Sometimes it takes some really creative ideas to find ways to meet opposing needs. Sometimes the way the needs are framed makes it impossible, but if you can dig a little, you might find another way to look at them. For example – ‘I want to see a therapist/I don’t want to see a therapist’. They can perhaps be expressed as ‘I need some help/I need to stay safe’. Once you reframe them that way it starts to become possible to meet both – for example going to see a new therapist, but deciding not to talk about certain things until you get to know them and develop some trust. Promising yourself that you wont keep going if they are not safe, or that you will look for another therapist instead of opening up is one way of meeting both needs. Or deciding that for the moment, seeing a therapist would be too distressing, and deciding to use anonymous helplines on occasion, or read a book about your difficulties instead are other ways of meeting both needs; getting help and staying safe.

Once you start to move out of the either/or mindset and see both needs as important, you can start to unpick the knots that keep you feeling stuck and find a way to move forwards. Over time I’ve found that my brain has come to understand this approach and work with me much more. As long as I’m reliable about doing things like taking turns which need I’ll meet, the intense feelings start to settle down. It’s a little like having two dogs that can’t be walked together. At first when you take one out, the other barks and whines and makes a huge fuss. But if you’re reliable about taking the second one for a walk too, after a while the one left home trusts that you will come back for it and it settles down and lets you get on with things in peace.

People with parts can sometimes find that different needs are compartmentlised within different parts, which can set the scene for a lot of internal conflict. Treating all these needs as valid and valuable, and understanding that a lack of balance is the result when they get cut off from each other can make a big difference to restoring some calm and safety to warring multiple systems.

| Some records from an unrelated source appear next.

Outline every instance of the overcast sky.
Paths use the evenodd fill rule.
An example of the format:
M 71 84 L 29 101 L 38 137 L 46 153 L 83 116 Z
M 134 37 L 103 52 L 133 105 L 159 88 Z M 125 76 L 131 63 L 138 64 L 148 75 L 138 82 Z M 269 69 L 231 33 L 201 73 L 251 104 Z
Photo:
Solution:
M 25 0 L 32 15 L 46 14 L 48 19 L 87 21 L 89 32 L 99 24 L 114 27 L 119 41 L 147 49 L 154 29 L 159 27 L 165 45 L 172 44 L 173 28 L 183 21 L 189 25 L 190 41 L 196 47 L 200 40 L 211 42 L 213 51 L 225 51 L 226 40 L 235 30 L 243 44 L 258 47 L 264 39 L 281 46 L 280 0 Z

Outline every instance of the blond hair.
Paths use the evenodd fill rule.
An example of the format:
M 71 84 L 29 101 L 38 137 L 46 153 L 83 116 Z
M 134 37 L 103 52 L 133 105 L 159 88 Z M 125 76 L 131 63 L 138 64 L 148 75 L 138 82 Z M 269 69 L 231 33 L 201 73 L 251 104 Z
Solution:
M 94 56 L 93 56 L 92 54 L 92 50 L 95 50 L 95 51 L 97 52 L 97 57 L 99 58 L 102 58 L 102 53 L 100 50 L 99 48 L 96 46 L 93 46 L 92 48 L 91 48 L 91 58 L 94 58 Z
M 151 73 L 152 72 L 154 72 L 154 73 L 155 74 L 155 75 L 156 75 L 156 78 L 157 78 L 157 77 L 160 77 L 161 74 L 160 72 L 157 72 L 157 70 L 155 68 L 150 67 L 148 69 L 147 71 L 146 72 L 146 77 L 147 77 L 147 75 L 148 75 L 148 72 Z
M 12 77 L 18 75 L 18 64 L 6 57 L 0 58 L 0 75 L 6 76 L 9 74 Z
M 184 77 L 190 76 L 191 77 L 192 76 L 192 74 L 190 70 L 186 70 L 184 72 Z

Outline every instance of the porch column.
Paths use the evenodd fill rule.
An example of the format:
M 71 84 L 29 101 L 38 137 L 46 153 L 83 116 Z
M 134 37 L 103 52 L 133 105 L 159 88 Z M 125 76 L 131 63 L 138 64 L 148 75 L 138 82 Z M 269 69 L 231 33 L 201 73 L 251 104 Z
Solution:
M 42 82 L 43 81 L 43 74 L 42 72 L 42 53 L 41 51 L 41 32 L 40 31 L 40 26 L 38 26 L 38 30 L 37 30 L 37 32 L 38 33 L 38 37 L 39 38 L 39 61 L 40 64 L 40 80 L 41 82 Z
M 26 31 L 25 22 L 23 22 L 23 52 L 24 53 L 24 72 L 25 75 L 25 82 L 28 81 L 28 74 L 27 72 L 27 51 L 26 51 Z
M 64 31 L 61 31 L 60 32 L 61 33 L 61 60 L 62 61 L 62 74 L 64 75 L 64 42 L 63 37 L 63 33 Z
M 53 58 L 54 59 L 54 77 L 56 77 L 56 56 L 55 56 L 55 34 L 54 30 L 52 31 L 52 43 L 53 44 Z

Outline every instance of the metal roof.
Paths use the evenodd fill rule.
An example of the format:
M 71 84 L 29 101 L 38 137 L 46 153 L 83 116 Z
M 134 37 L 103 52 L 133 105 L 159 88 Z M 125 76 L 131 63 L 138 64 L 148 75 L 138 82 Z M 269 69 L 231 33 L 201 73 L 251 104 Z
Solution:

A final note – we can also get very stuck when one of a complementary set of needs is completely suppressed. If we only feel the need for safety and familiarity, and never the need to adventure our world can become very small. If we only feel the need to be social and never to be alone with our thoughts we can lose our chance to learn about and care for ourselves. Again, small steps towards the other need can be better than huge changes. Little moves in the other direction can help to unfreeze us and wake up that other need in us. We all naturally have a different balance of needs as part of our personality. Some people love comfortable holidays in five star hotels, others spend their free time white water rafting. There’s nothing wrong with this, it’s part of the marvellous diversity that makes up the human race. But if you’re feeling unbalanced and stuck, it might help to spend some time with or read about people who exemplify the need you’ve lost touch with. Just a little love of home can stabilize chaotic wanderlust, just a little curiosity can inspire a recluse to try something new, just a little sharing can reconnect someone isolated by secrets.